O presidente da Frente Parlamentar do Empreendedorismo, deputado Joaquim Passarinho (PL-PA), chamou o programa de “nova política velha”. Economistas também põem em xeque o plano.
Em meio a críticas, Lula já lançou o plano na defensiva durante reunião do CNDI (Conselho Nacional de Desenvolvimento Industrial), no Palácio do Planalto.
O petista enalteceu o papel do Estado para desenvolver e estimular a indústria, sobretudo em impulsionar as exportações de empresas brasileiras. Foi seguido pelo ministro Rui Costa (Casa Civil) e Aloizio Mercadante, presidente do BNDES.
“Para o Brasil se tornar competitivo, o Brasil tem de financiar algumas coisas que quer exportar. A gente não pode agir como sempre agiu, achando que todo mundo é obrigado a gostar do Brasil, que todo mundo vai comprar do Brasil sem que a gente cumpra com nossas obrigações. Debate a nível de mercado internacional é muito competitivo, é uma guerra”, disse Lula.
O presidente relembrou de uma reunião do G20 em Londres, da qual participou em 2009, quando foi debatido acabar com protecionismo como forma de recuperar a indústria em nível global.
“O que aconteceu quando terminou reunião: o protecionismo aumentou mais do que nunca. Muita gente fala em livre mercado quando é para vender, mas quando é para comprar protege seu mercado como ninguém”, disse.
Do total previsto para financiamento, R$ 106 bilhões já haviam sido anunciados na primeira reunião do CNDI, em julho de 2023. Mais R$ 194 bilhões foram incorporados, provenientes de diferentes fontes de recursos. Coube a Mercadante detalhar.

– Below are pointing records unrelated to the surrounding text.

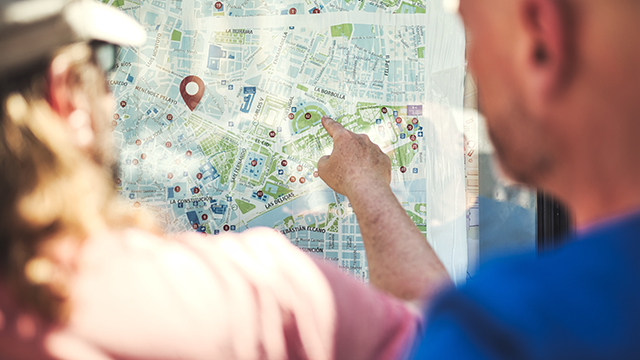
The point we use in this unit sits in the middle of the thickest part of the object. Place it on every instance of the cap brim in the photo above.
(92, 20)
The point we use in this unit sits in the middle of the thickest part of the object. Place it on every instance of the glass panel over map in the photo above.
(218, 117)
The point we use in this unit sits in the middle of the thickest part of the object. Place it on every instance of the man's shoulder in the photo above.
(579, 300)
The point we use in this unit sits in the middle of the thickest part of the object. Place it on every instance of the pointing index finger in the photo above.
(331, 125)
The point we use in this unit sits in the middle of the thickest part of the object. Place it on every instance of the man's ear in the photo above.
(60, 92)
(548, 56)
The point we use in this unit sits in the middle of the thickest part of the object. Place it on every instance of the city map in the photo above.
(218, 117)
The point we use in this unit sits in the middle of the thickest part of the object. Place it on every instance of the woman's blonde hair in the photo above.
(49, 187)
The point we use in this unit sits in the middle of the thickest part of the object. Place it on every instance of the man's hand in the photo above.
(401, 262)
(356, 164)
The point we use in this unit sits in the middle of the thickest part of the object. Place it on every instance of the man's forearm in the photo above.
(401, 262)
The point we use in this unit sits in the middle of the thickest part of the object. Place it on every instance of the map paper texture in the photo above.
(243, 151)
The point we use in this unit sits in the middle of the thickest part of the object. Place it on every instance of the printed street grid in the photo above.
(247, 154)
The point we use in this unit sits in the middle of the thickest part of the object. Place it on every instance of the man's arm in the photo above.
(401, 262)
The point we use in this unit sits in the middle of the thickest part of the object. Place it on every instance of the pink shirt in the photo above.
(234, 296)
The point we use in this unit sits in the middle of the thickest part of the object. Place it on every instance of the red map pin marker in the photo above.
(192, 90)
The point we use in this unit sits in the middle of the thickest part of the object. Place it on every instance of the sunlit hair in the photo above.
(49, 188)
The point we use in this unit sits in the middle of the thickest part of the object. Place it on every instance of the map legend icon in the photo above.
(192, 90)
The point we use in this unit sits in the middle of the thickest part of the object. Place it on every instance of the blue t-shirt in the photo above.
(580, 302)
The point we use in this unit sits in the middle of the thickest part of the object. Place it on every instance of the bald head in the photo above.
(559, 83)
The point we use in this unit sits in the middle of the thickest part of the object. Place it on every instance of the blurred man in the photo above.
(80, 279)
(559, 83)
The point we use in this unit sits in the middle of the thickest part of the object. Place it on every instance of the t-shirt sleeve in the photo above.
(459, 328)
(237, 296)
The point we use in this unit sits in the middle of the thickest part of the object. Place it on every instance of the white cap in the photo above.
(31, 30)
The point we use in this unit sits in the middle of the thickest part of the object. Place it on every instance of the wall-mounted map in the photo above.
(218, 116)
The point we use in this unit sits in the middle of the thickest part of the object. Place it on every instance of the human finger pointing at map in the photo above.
(355, 164)
(401, 263)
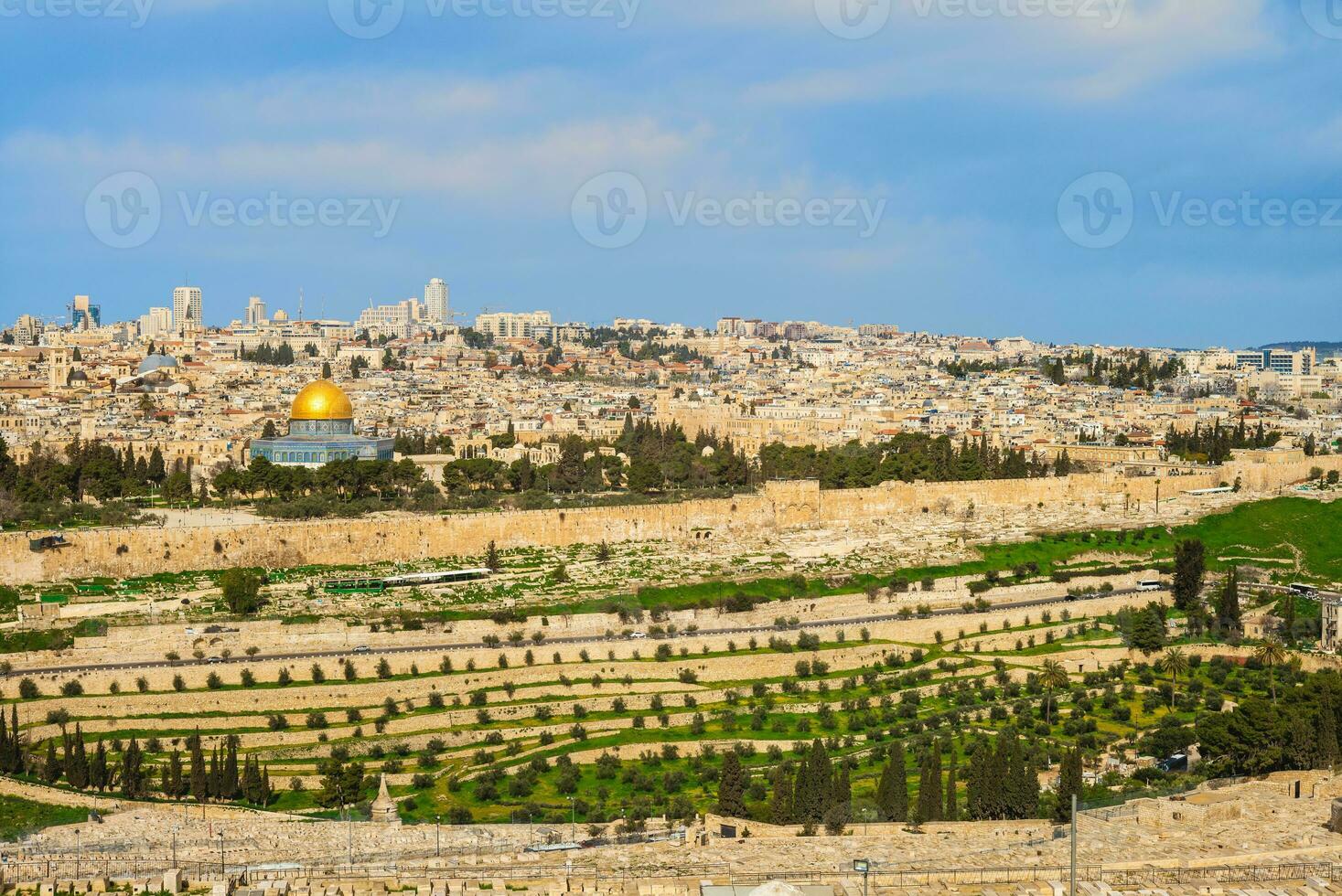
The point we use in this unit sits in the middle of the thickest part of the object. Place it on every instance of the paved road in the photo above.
(446, 648)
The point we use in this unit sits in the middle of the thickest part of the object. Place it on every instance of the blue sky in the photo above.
(965, 125)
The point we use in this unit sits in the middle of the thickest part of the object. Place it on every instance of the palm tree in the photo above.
(1051, 675)
(1176, 663)
(1271, 654)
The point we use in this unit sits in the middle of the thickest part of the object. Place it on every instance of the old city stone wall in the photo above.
(129, 551)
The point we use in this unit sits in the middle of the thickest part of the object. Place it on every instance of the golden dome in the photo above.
(322, 400)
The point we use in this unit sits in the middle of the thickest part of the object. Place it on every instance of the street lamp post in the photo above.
(862, 865)
(1071, 888)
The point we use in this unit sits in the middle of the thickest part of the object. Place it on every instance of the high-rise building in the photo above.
(255, 312)
(506, 325)
(85, 315)
(156, 324)
(435, 301)
(396, 321)
(1278, 361)
(27, 329)
(186, 309)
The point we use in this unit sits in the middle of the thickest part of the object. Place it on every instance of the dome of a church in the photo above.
(776, 888)
(322, 400)
(155, 362)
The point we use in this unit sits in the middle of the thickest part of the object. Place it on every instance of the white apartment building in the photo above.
(396, 321)
(156, 325)
(508, 325)
(255, 312)
(187, 309)
(26, 329)
(436, 301)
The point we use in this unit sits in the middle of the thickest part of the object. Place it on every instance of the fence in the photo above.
(77, 868)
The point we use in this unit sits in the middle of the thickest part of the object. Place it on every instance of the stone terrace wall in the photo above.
(404, 537)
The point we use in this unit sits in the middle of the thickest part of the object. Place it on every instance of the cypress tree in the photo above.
(732, 786)
(229, 784)
(1229, 603)
(98, 767)
(176, 786)
(1068, 784)
(1326, 735)
(77, 761)
(132, 774)
(52, 767)
(780, 801)
(199, 777)
(951, 800)
(212, 784)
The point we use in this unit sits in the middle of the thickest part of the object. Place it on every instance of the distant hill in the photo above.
(1324, 349)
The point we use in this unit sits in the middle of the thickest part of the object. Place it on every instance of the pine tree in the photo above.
(929, 786)
(893, 793)
(732, 787)
(1022, 792)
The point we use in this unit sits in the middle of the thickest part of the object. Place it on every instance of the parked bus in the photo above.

“Temos então R$ 271 bilhões de crédito; R$ 21 bilhões de não reembolsável, todo ele recurso do Orçamento, que é basicamente FNDCT [Fundo Nacional de Desenvolvimento Científico e Tecnológico]”, afirmou.
“E temos R$ 8 bilhões de equity [compra de participação acionária], ou seja, que nós queremos investir em empresa. Ou seja, crédito é namoro, equity é casamento”, disse Mercadante.
O presidente do banco público sinalizou que as compras de participações acionárias podem ocorrer no segmento de minerais críticos, como o lítio, que ele apontou serem fundamentais para o futuro de baterias e toda a mobilidade elétrica.
Hoje, o BNDES tem em sua carteira de investimentos um total de R$ 73,3 bilhões. Há ações de Petrobras, JBS e Oi. Em fevereiro de 2021, o banco se desfez de suas últimas ações da Vale e deixou de ser sócio da mineradora. Com a venda de toda a posição na empresa, a instituição arrecadou R$ 24 bilhões.
Mercadante disse que a retomada da política de campeões nacionais está descartada. Ele afirmou, no entanto, que “financiamento é risco” e disse que projetos passados deram certo, mesmo que tenha havido insucessos em alguns casos.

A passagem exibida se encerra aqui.